Regionali: le primarie ed il gioco delle tre carte tra F.I., Ncd, Berlusconi e Fitto

minerva

LECCE-  Le primarie fino a qualche anno fa, per l’ex Pdl ed ex ex Forza Italia, erano viste come un’operazione di facciata del centrosinistra, poi in alcuni territori, vedi quelle fatte a Lecce in occasione delle ultime elezioni comunali, sono state la soluzione per rilanciare un centrodestra sbiadito ed ora, in Puglia, sembra che tutti le vogliano per poi tentar di eluderle.

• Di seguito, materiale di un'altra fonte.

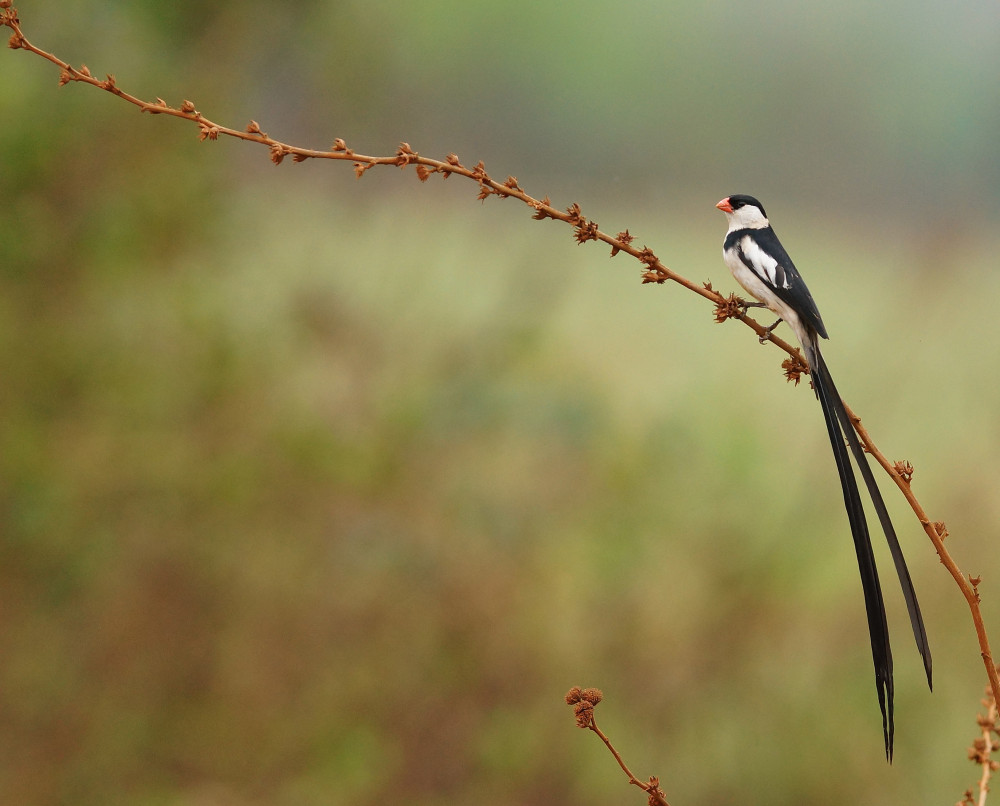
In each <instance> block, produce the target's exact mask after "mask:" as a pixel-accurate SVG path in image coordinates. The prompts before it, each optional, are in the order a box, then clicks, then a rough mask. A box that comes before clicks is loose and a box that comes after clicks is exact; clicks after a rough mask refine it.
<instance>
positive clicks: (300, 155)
mask: <svg viewBox="0 0 1000 806" xmlns="http://www.w3.org/2000/svg"><path fill="white" fill-rule="evenodd" d="M0 9H2V11H0V25H4V26H6V27H8V28H10V29H11V31H13V33H12V35H11V37H10V40H9V45H10V47H11V48H14V49H21V50H27V51H30V52H31V53H34V54H36V55H37V56H40V57H41V58H43V59H45V60H47V61H49V62H51V63H52V64H54V65H56V66H58V67H59V69H60V79H59V82H60V84H68V83H70V82H80V83H83V84H89V85H91V86H93V87H97V88H98V89H102V90H104V91H106V92H110V93H111V94H113V95H116V96H118V97H119V98H121V99H122V100H124V101H126V102H128V103H130V104H132V105H134V106H136V107H138V108H139V110H140V111H142V112H148V113H150V114H155V115H169V116H171V117H177V118H181V119H183V120H187V121H190V122H192V123H194V124H196V125H197V126H198V128H199V135H198V136H199V139H201V140H218V138H219V135H225V136H228V137H235V138H238V139H240V140H247V141H251V142H255V143H260V144H262V145H265V146H267V147H268V149H269V152H270V159H271V161H272V162H274V163H275V164H279V163H281V162H282V161H283V160H284V158H285V157H288V156H290V157H291V158H292V160H293V161H294V162H303V161H305V160H307V159H330V160H348V161H350V162H352V163H353V164H354V170H355V173H356V174H357V176H358V177H359V178H360V177H361V176H363V175H364V173H365V172H367V171H368V170H369V169H371V168H373V167H375V166H377V165H395V166H398V167H400V168H405V167H406V166H408V165H414V166H416V170H417V175H418V177H419V178H420V179H421V181H426V180H427V179H428V178H429V177H430V175H431V174H434V173H440V174H441V175H442V176H443V178H445V179H447V178H448V177H449V176H451V175H452V174H458V175H459V176H464V177H466V178H469V179H472V180H474V181H475V182H477V183H478V184H479V187H480V193H479V198H480V199H483V200H485V199H486V198H487V197H489V196H498V197H500V198H511V197H512V198H516V199H519V200H520V201H522V202H524V203H525V204H527V205H528V206H529V207H531V208H532V209H533V210H534V211H535V213H534V218H536V219H544V218H551V219H554V220H558V221H563V222H565V223H567V224H570V225H571V226H572V227H573V230H574V236H575V238H576V240H577V242H578V243H584V242H586V241H591V240H593V241H603V242H604V243H606V244H608V245H609V246H611V254H612V256H614V255H616V254H618V253H619V252H626V253H627V254H629V255H631V256H632V257H634V258H635V259H636V260H638V261H639V262H640V263H641V264H642V265H643V266H644V267H645V268H644V271H643V273H642V281H643V282H644V283H660V284H662V283H664V282H666V281H671V282H674V283H677V284H678V285H681V286H683V287H684V288H687V289H688V290H689V291H693V292H694V293H696V294H698V295H699V296H701V297H704V298H705V299H707V300H709V301H710V302H712V303H713V304H714V305H715V309H716V320H717V321H719V322H722V321H725V320H726V319H739V320H740V321H741V322H743V324H745V325H746V326H747V327H749V328H750V329H751V330H753V331H754V333H755V334H756V335H757V337H758V338H764V337H765V336H767V335H768V333H767V328H766V327H765V326H764V325H761V324H760V323H759V322H757V321H756V320H754V319H751V318H750V317H748V316H747V315H746V311H745V309H742V308H740V307H739V305H738V300H737V298H735V297H732V296H730V297H724V296H723V295H722V294H720V293H719V292H717V291H715V290H714V289H713V288H712V286H711V284H710V283H705V284H701V283H696V282H694V281H692V280H690V279H688V278H686V277H684V276H683V275H681V274H679V273H678V272H676V271H674V270H673V269H670V268H668V267H667V266H666V265H664V264H663V263H662V262H661V261H660V259H659V258H658V257H657V256H656V255H655V254H654V253H653V251H652V250H651V249H649V248H647V247H643V248H642V249H638V248H636V247H634V246H632V241H633V236H631V235H630V234H629V232H628V230H626V231H624V232H620V233H618V234H617V235H609V234H607V233H606V232H603V231H601V230H600V229H599V228H598V227H597V224H596V223H595V222H593V221H590V220H588V219H587V218H585V217H584V216H583V215H582V212H581V210H580V208H579V206H577V205H576V204H574V205H571V206H570V207H569V208H567V209H566V210H565V211H562V210H559V209H557V208H555V207H553V206H552V204H551V203H550V201H549V199H548V198H547V197H546V198H544V199H541V200H539V199H537V198H534V197H533V196H530V195H528V194H527V193H525V192H524V191H523V190H522V189H521V187H520V186H519V185H518V183H517V180H516V179H515V178H514V177H512V176H510V177H507V179H506V181H504V182H499V181H497V180H495V179H493V178H492V177H490V176H489V174H487V172H486V169H485V167H484V165H483V163H482V162H479V163H477V164H476V165H475V166H474V167H473V168H468V167H466V166H464V165H462V164H461V162H460V161H459V159H458V157H456V156H455V155H453V154H451V155H448V157H447V158H446V159H444V160H437V159H432V158H429V157H423V156H421V155H420V154H418V153H417V152H416V151H413V150H412V149H411V148H410V146H409V145H408V144H407V143H401V144H400V146H399V148H398V149H397V151H396V153H395V154H393V155H392V156H381V157H379V156H371V155H367V154H358V153H356V152H355V151H353V150H352V149H350V148H348V147H347V144H346V143H345V142H344V141H343V140H340V139H337V140H335V141H334V144H333V146H332V148H330V149H329V150H326V151H323V150H315V149H308V148H302V147H300V146H295V145H291V144H289V143H284V142H282V141H280V140H276V139H274V138H272V137H270V136H269V135H268V134H267V133H266V132H264V131H263V130H261V128H260V126H259V125H258V124H257V123H256V122H255V121H251V122H250V124H249V125H248V126H247V127H246V129H244V130H238V129H232V128H229V127H227V126H222V125H220V124H218V123H215V122H214V121H212V120H209V119H208V118H206V117H205V116H204V115H202V114H201V113H200V112H199V111H198V110H197V109H196V107H195V105H194V104H193V103H192V102H191V101H184V102H183V103H182V104H181V106H180V107H179V108H178V107H172V106H170V105H169V104H167V103H166V102H165V101H163V100H162V99H160V98H157V99H156V101H155V102H149V101H144V100H142V99H140V98H137V97H135V96H134V95H130V94H129V93H127V92H125V91H123V90H122V89H120V88H119V87H118V85H117V83H116V81H115V78H114V76H112V75H108V76H107V77H106V78H105V79H103V80H101V79H98V78H95V77H94V76H93V75H91V73H90V71H89V70H88V69H87V67H86V66H84V65H81V66H80V67H79V68H76V67H73V66H72V65H70V64H68V63H67V62H64V61H63V60H62V59H59V58H58V57H56V56H54V55H53V54H51V53H48V52H47V51H44V50H42V49H41V48H39V47H36V46H35V45H34V44H32V43H31V42H30V41H29V40H28V39H27V37H25V36H24V33H23V32H22V30H21V24H20V20H19V19H18V15H17V11H16V9H14V8H13V7H12V4H11V0H0ZM766 340H767V341H769V342H770V343H771V344H773V345H775V346H776V347H778V348H779V349H781V350H784V351H785V352H786V353H787V354H788V355H789V356H790V358H789V359H788V360H786V362H785V364H784V366H785V371H786V375H787V377H788V378H789V379H790V380H795V381H797V380H798V378H799V375H800V373H801V372H803V371H807V370H806V368H805V365H804V363H803V362H802V359H801V356H800V355H799V351H798V348H796V347H794V346H793V345H791V344H789V343H788V342H786V341H784V340H782V339H780V338H778V337H777V336H775V335H774V334H773V333H772V334H770V336H769V338H767V339H766ZM845 405H846V404H845ZM848 412H849V413H850V416H851V420H852V422H853V423H854V427H855V430H856V431H857V433H858V436H859V438H860V439H861V442H862V443H863V444H864V446H865V448H866V450H867V451H868V452H869V453H870V454H871V455H872V456H874V457H875V458H876V460H877V461H878V463H879V464H880V465H881V466H882V468H883V469H884V470H885V471H886V473H888V474H889V476H890V478H892V480H893V481H894V482H895V483H896V486H897V487H899V489H900V491H901V492H902V493H903V496H904V497H905V498H906V500H907V502H908V503H909V504H910V508H911V509H912V510H913V512H914V514H915V515H916V516H917V519H918V520H919V521H920V524H921V526H922V527H923V529H924V531H925V532H926V533H927V536H928V537H929V538H930V540H931V542H932V544H933V545H934V548H935V550H936V551H937V553H938V556H939V557H940V558H941V562H942V563H943V564H944V566H945V567H946V568H947V569H948V571H949V573H950V574H951V575H952V577H953V578H954V579H955V582H956V583H957V584H958V586H959V589H960V590H961V591H962V595H963V596H964V597H965V599H966V601H967V602H968V604H969V608H970V610H971V611H972V620H973V624H974V626H975V630H976V636H977V638H978V640H979V646H980V652H981V654H982V658H983V663H984V664H985V665H986V669H987V676H988V677H989V681H990V686H991V688H992V691H993V695H994V697H995V698H997V699H998V700H1000V677H998V675H997V671H996V668H995V666H994V664H993V657H992V653H991V651H990V646H989V641H988V639H987V635H986V628H985V626H984V624H983V618H982V612H981V609H980V607H979V592H978V590H977V585H978V582H979V580H978V579H974V578H968V577H967V575H965V574H964V573H963V572H962V571H961V570H960V569H959V568H958V566H957V564H956V563H955V562H954V560H953V559H952V558H951V556H950V555H949V553H948V551H947V550H946V549H945V547H944V542H943V541H944V536H945V535H946V534H947V532H946V530H945V529H944V524H942V523H934V522H931V520H930V519H929V518H928V517H927V514H926V513H925V512H924V509H923V507H922V506H921V505H920V503H919V502H918V501H917V499H916V496H915V495H914V494H913V491H912V489H911V488H910V483H909V479H908V478H904V477H903V475H902V474H901V473H900V472H899V471H898V470H897V469H896V466H895V465H893V464H891V463H890V462H889V461H888V459H886V457H885V455H884V454H883V453H882V452H881V451H879V450H878V448H877V447H876V446H875V444H874V442H873V441H872V439H871V436H870V435H869V433H868V431H867V430H866V429H865V428H864V427H863V426H862V425H861V420H860V418H858V417H857V415H855V414H854V413H853V412H851V410H850V408H848Z"/></svg>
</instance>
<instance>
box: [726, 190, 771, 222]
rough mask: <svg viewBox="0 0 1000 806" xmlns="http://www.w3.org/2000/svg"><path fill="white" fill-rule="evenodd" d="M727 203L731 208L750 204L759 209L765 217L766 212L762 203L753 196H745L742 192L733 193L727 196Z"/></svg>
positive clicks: (735, 209) (734, 209)
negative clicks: (764, 211)
mask: <svg viewBox="0 0 1000 806" xmlns="http://www.w3.org/2000/svg"><path fill="white" fill-rule="evenodd" d="M729 204H730V206H731V207H732V208H733V210H739V209H740V208H741V207H746V206H747V205H751V206H753V207H756V208H757V209H758V210H760V212H761V215H763V216H764V218H767V213H765V212H764V205H763V204H761V203H760V202H759V201H757V200H756V199H755V198H754V197H753V196H747V195H746V194H744V193H734V194H733V195H732V196H730V197H729Z"/></svg>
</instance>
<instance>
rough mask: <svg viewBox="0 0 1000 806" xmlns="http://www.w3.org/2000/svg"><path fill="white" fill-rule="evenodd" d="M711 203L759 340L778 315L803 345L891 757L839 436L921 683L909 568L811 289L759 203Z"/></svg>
mask: <svg viewBox="0 0 1000 806" xmlns="http://www.w3.org/2000/svg"><path fill="white" fill-rule="evenodd" d="M716 207H718V208H719V209H720V210H722V212H724V213H725V214H726V218H727V219H728V221H729V230H728V232H727V233H726V240H725V244H724V245H723V248H722V256H723V258H724V260H725V261H726V265H727V266H728V267H729V270H730V271H731V272H732V273H733V277H735V278H736V281H737V282H738V283H739V284H740V285H741V286H743V288H744V289H746V291H747V292H748V293H750V294H751V295H752V296H753V297H754V299H756V300H757V302H755V303H747V306H749V307H767V308H769V309H770V310H771V311H772V312H774V313H775V314H776V315H777V316H778V317H779V319H778V321H777V322H775V323H774V324H773V325H771V326H770V327H769V328H767V331H766V333H765V335H764V337H762V338H761V342H763V341H765V340H766V339H767V338H768V337H769V336H770V333H771V331H772V330H774V328H775V327H777V326H778V325H779V324H780V323H781V322H782V321H784V322H787V323H788V326H789V327H791V329H792V331H793V332H794V333H795V337H796V338H797V339H798V340H799V343H800V344H801V345H802V350H803V352H804V353H805V357H806V361H808V362H809V372H810V375H811V376H812V384H813V388H814V389H815V391H816V397H817V398H819V402H820V405H821V406H822V408H823V417H824V418H825V420H826V430H827V432H828V433H829V435H830V443H831V445H832V446H833V456H834V458H835V459H836V460H837V472H838V473H839V474H840V484H841V486H842V487H843V491H844V504H845V505H846V507H847V518H848V520H849V521H850V524H851V533H852V534H853V536H854V550H855V552H856V553H857V555H858V567H859V568H860V570H861V586H862V588H863V589H864V594H865V610H866V612H867V616H868V632H869V634H870V635H871V643H872V657H873V660H874V662H875V687H876V689H877V691H878V702H879V707H880V708H881V709H882V733H883V736H884V738H885V755H886V758H887V759H888V760H889V761H890V762H891V761H892V741H893V713H892V710H893V709H892V694H893V687H892V652H891V651H890V649H889V628H888V625H887V624H886V618H885V605H884V604H883V601H882V590H881V588H880V586H879V581H878V571H877V570H876V569H875V557H874V555H873V554H872V545H871V538H870V537H869V534H868V523H867V521H866V519H865V512H864V509H863V507H862V505H861V494H860V492H859V491H858V483H857V480H856V478H855V476H854V470H853V468H852V467H851V459H850V455H849V454H848V452H847V447H846V446H845V444H844V440H845V439H846V440H847V446H850V449H851V452H852V453H853V454H854V459H855V461H856V462H857V465H858V469H859V470H860V471H861V476H862V478H864V480H865V484H866V486H867V487H868V492H869V494H870V495H871V498H872V503H873V504H874V506H875V512H876V513H877V514H878V518H879V521H880V522H881V524H882V531H884V532H885V537H886V540H887V541H888V543H889V551H890V553H891V554H892V559H893V562H894V563H895V566H896V574H897V575H898V576H899V582H900V585H901V586H902V588H903V597H904V598H905V599H906V608H907V610H908V611H909V614H910V625H911V626H912V627H913V637H914V638H915V639H916V642H917V649H918V650H919V652H920V656H921V657H922V658H923V661H924V670H925V671H926V672H927V685H928V686H931V685H932V684H931V651H930V647H929V646H928V643H927V633H926V631H925V630H924V622H923V619H922V618H921V616H920V606H919V605H918V604H917V596H916V593H915V592H914V590H913V583H912V582H911V581H910V573H909V571H908V570H907V568H906V561H905V560H904V559H903V552H902V550H901V549H900V547H899V540H898V539H897V538H896V532H895V530H894V529H893V527H892V522H891V521H890V520H889V513H888V511H887V510H886V507H885V502H884V501H883V500H882V495H881V494H880V493H879V489H878V485H877V484H876V483H875V477H874V476H873V475H872V471H871V467H869V465H868V460H867V459H866V458H865V452H864V449H863V448H862V447H861V443H860V442H859V440H858V436H857V434H856V433H855V432H854V426H853V425H852V424H851V420H850V417H849V416H848V414H847V409H846V408H845V407H844V403H843V401H842V400H841V398H840V395H839V394H838V393H837V387H836V386H834V383H833V378H832V377H831V376H830V370H829V369H828V368H827V366H826V361H824V360H823V355H822V353H821V352H820V349H819V340H820V339H825V338H828V336H827V332H826V326H825V325H824V324H823V320H822V318H821V317H820V315H819V310H817V308H816V303H815V302H814V301H813V298H812V294H810V293H809V289H808V288H806V284H805V283H804V282H803V280H802V275H800V274H799V272H798V270H797V269H796V268H795V264H793V263H792V261H791V258H789V257H788V253H787V252H786V251H785V249H784V247H783V246H782V245H781V242H780V241H779V240H778V236H777V235H775V234H774V230H773V229H771V222H770V221H768V220H767V214H766V213H765V212H764V208H763V206H762V205H761V203H760V202H759V201H757V200H756V199H755V198H753V197H752V196H744V195H739V194H738V195H733V196H727V197H726V198H725V199H723V200H722V201H720V202H719V203H718V204H717V205H716Z"/></svg>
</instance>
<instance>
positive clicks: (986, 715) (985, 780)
mask: <svg viewBox="0 0 1000 806" xmlns="http://www.w3.org/2000/svg"><path fill="white" fill-rule="evenodd" d="M982 705H983V708H985V709H986V713H985V714H977V715H976V724H977V725H979V736H977V737H976V739H975V740H974V741H973V742H972V747H970V748H969V761H972V762H974V763H976V764H978V765H979V766H980V767H981V768H982V774H981V775H980V776H979V797H978V798H976V799H973V795H972V790H971V789H966V790H965V797H964V798H963V799H962V800H960V801H959V802H958V803H957V804H955V806H986V795H987V793H988V792H989V791H990V779H991V778H992V777H993V773H995V772H996V771H997V770H998V769H1000V762H997V761H994V760H993V758H992V757H991V756H992V754H993V753H995V752H996V751H997V750H1000V741H997V739H995V738H994V734H996V735H997V736H1000V716H998V714H997V701H996V699H995V698H994V697H993V692H992V691H990V688H989V687H988V686H987V688H986V696H985V697H984V698H983V701H982Z"/></svg>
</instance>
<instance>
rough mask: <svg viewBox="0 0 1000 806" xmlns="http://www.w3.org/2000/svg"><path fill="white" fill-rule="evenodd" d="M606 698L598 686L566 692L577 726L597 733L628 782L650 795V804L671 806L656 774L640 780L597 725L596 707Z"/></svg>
mask: <svg viewBox="0 0 1000 806" xmlns="http://www.w3.org/2000/svg"><path fill="white" fill-rule="evenodd" d="M603 698H604V695H603V694H602V693H601V690H600V689H597V688H584V689H581V688H580V687H579V686H573V688H571V689H570V690H569V691H568V692H567V694H566V704H567V705H572V706H573V713H574V714H575V715H576V726H577V727H578V728H586V729H588V730H591V731H593V732H594V733H596V734H597V735H598V736H599V737H600V739H601V741H602V742H604V746H605V747H607V748H608V750H610V751H611V755H613V756H614V757H615V761H617V762H618V766H619V767H621V768H622V772H624V773H625V774H626V775H627V776H628V782H629V783H630V784H633V785H634V786H637V787H639V788H640V789H641V790H642V791H643V792H645V793H646V794H647V795H649V806H670V804H668V803H667V796H666V795H665V794H664V792H663V790H662V789H660V779H659V778H656V777H655V776H654V777H652V778H650V779H649V781H648V782H647V781H640V780H639V779H638V778H636V777H635V776H634V775H633V774H632V770H630V769H629V768H628V765H627V764H626V763H625V761H624V760H623V759H622V757H621V755H620V754H619V752H618V751H617V750H615V748H614V745H613V744H611V740H610V739H609V738H608V737H607V736H605V735H604V732H603V731H602V730H601V729H600V728H599V727H597V722H596V721H595V720H594V708H595V707H597V703H599V702H600V701H601V700H602V699H603Z"/></svg>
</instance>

Due candidati ci sono, Marmo e Schittulli, ma la coalizione ancora no ed in più una new Forza Italia bicefala tra chi si impiccherebbe per celebrarle e chi sceglierebbe a tavolino il candidato ma con opposte motivazioni. fitto tace dopo aver detto cerchiamo un candidato tra la società civile, Berlusconi non le vuole, Marmo teme che siano annullate, i fittiani le caldeggiando, per poi dare colpe a Berlusconi in caso di annullamento, oppure portare a casa il risultato di aver riunito il centrodestra come neanche il leader di Arcore poteva immaginare.

Non secondaria è stata la scelta di Schittulli, originariamente contrario, di dire sì alla consultazione forse sapendo che la confluenza sul suo nome, degli alfaniani Cassano e Ferrarese rompendo l’alleanza con Udc , gli potranno garantire la candidatura senza esser tacciato come colui che non gradiva le primarie quindi, in corsa, grazie al risultato politico per riaver riaggregato coloro che eran divisi. D’altrone, l’ex europarlamentare Raffaele Baldassarre non fa che assecondare questa tesi…

È chiaro il gioco delle tre carte per tentare di non scontentare la base sino all’ultimo momento e poi dire: non abbiamo assecondato il volere di Berlusconi ma le abbiamo annullate perchè capaci, in Puglia, di riunire tutti i moderati azione politica, questa, ancora non riuscita anche al Cavaliere.